Although some industry analysts believe that if Israel targets Iran's oil infrastructure, OPEC+ has enough spare production capacity to compensate for the interruption of Iran's exports, the global spare oil production capacity is still largely concentrated in the Middle East, especially in Gulf countries, which may face risks if a larger-scale conflict escalates.
In addition to tensions in the Middle East, U.S. economic data also supports oil prices. The market was expecting the Federal Reserve to initiate a rate-cutting cycle, with two more rate cuts expected this year. The U.S. non-farm employment data for September exceeded expectations at this time!
The U.S. non-farm employment data for September was reported at 2.54 million, while the market consensus was 1.4 million; the unemployment rate for September was 4.1%, expected to be 4.2%, and average hourly wages reached 4%, while the expectation was 3.9%. Overall, the U.S. non-farm employment data for September greatly exceeded expectations, which clearly declared that the U.S. economy remains strong, and capital should not leave, which is undoubtedly favorable for oil prices!
Another point of interest is the attitude of hedge funds:ๆไป data from the U.S. Commodity Futures Trading Commission (CFTC) shows that in the week of September 24, speculators' net long positions in NYMEX WTI crude oil increased by 28,703 contracts to 161,928 contracts. Previously, in the week of September 10, speculators' net long positions had already fallen to 105,024 contracts, setting a historical low.

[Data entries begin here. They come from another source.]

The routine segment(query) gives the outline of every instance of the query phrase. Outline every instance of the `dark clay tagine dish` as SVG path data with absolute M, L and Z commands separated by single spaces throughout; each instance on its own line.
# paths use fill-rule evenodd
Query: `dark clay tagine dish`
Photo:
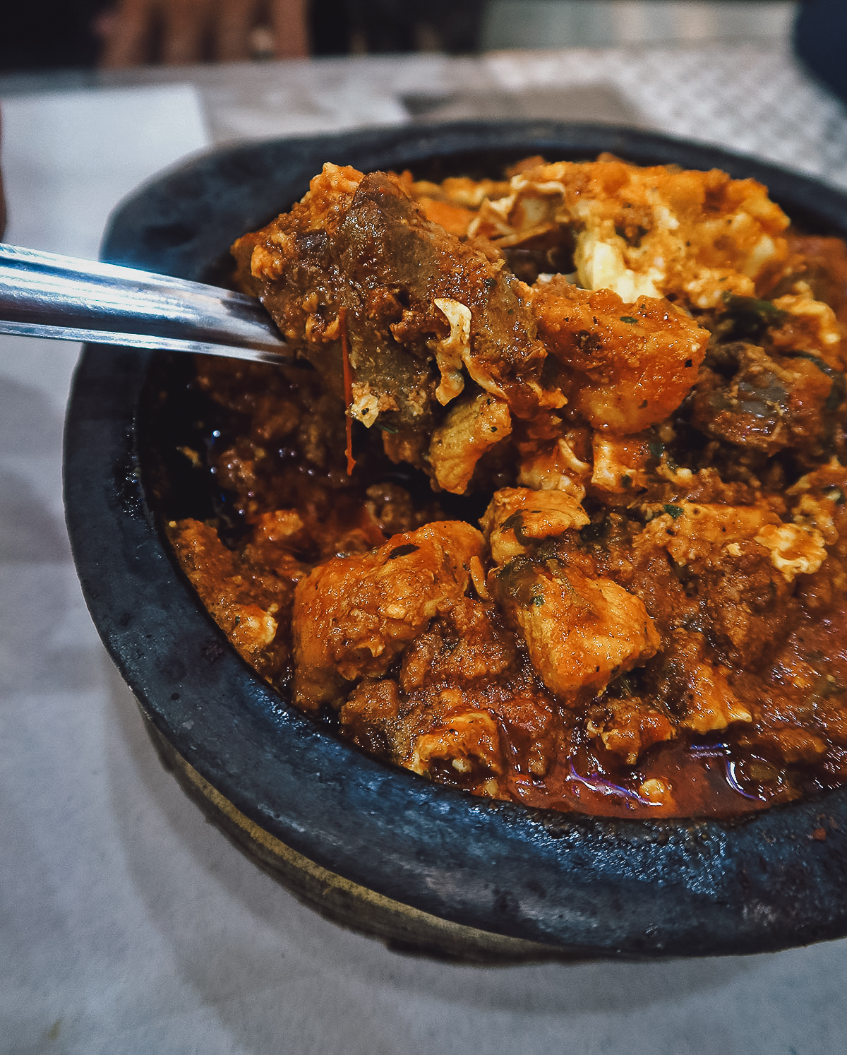
M 229 246 L 323 164 L 482 177 L 530 155 L 719 168 L 812 233 L 847 196 L 709 147 L 610 127 L 462 123 L 226 148 L 142 187 L 102 258 L 223 283 Z M 172 517 L 211 516 L 178 453 L 204 408 L 188 357 L 85 348 L 65 504 L 95 625 L 163 761 L 255 861 L 329 918 L 466 962 L 748 954 L 847 934 L 847 788 L 736 820 L 624 820 L 473 798 L 370 757 L 236 653 L 178 569 Z M 188 394 L 188 395 L 187 395 Z

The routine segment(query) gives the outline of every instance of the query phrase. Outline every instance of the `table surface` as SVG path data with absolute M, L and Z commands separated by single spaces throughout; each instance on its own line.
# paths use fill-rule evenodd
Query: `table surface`
M 110 210 L 209 145 L 464 116 L 634 123 L 847 187 L 847 113 L 784 49 L 333 59 L 0 79 L 6 238 L 95 256 Z M 445 965 L 300 905 L 167 774 L 61 510 L 79 348 L 0 337 L 0 1051 L 845 1049 L 847 941 L 650 964 Z

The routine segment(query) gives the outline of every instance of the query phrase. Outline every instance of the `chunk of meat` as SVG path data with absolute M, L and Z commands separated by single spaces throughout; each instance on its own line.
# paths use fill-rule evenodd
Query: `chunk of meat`
M 783 523 L 761 505 L 715 505 L 680 502 L 650 521 L 644 538 L 663 545 L 679 567 L 727 565 L 742 555 L 742 543 L 762 546 L 786 582 L 816 572 L 826 559 L 823 536 L 815 528 Z
M 494 562 L 504 564 L 541 539 L 584 528 L 588 522 L 585 511 L 566 492 L 503 487 L 495 492 L 480 525 Z
M 788 217 L 762 184 L 611 155 L 524 169 L 469 231 L 499 245 L 562 225 L 575 233 L 579 284 L 628 302 L 670 294 L 713 307 L 728 292 L 753 295 L 788 258 Z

In these two weeks, the market's net long positions increased by about 60%. Clearly, the increase in net long positions indicates that with significant changes in the Middle East situation, investors are betting again on further increases in crude oil prices, which inevitably fills one with curiosity about the future trend.
In conclusion, all commodities have their ups and downs, and facing so many uncertainties, the fact that oil prices have not skyrocketed suggests that the forces behind the scenes are very complex. However, it can be affirmed that uncertainty means risk, and if any financial friends wish to invest in crude oil, it is advised to think twice before acting!